The Alabama Supreme Court has put a hold on the return of millions of dollars to state educators while the justices consider an appeal of a ruling that deemed Public Education Employees Health Insurance Plan premium increases illegal.

Montgomery County Circuit Court Judge Johnny Hardwick ruled in August that a meeting of the PEEHIP board in April 2016, at which members voted to raise premiums, was held illegally. That meant that the premium increases paid in by all PEEHIP members – some $60 million – would have to be returned.

The PEEHIP board, which is represented in the lawsuit by attorneys from Balch & Bingham and Retirement Systems of Alabama attorney Leura Canary, is planning an appeal of Hardwick’s ruling. In the meantime, PEEHIP requested a stay so it wouldn’t be forced to dole out refunds to members which it might have to request be returned if the appeal is successful. The Supreme Court agreed.

But not all board members are so eager to go forward with the appeal.

APR reported on Sunday that several board members would like to let the issue die, but Canary and other attorneys are pushing forward. Sources said emails from Canary were threatening and explained the appeal was moving forward regardless of board members’ input.

Attorney General OKs withholding millions from educators

The decision to increase the premiums was controversial among board members from the start, with many believing there was no need to up the premiums because the Alabama Legislature had met the PEEHIP funding increase request that year.

AEA officials viewed the increases as an attack on public education employees, who had received a 4-percent cost-of-living increase in 2016. The PEEHIP premium increases virtually wiped out that raise.
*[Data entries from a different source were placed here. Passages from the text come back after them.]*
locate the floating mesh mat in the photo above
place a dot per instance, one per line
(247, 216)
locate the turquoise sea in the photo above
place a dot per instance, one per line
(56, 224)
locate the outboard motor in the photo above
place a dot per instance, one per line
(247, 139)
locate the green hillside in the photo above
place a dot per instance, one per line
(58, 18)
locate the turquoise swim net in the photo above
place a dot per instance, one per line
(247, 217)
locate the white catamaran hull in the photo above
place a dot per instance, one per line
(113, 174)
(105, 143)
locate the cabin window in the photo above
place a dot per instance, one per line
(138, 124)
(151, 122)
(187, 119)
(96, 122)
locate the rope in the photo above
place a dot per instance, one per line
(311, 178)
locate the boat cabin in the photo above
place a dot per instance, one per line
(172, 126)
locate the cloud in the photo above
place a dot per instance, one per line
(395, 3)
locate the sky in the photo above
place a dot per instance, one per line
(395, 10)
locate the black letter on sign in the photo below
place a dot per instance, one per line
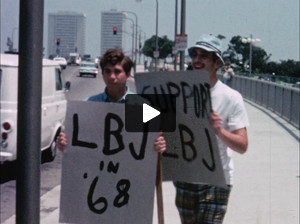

Former AEA president Sheila Hocutt Remington filed the lawsuit against the board, claiming that a meeting held in the morning of April 27, 2016, at which the PEEHIP increases were discussed, was an illegal meeting under Alabama’s Open Meetings Act. Even though the vote to raise premiums was held at a properly advertised meeting later that day, Hardwick ruled the actions circumvented the intent of the Open Meetings Act and were illegal.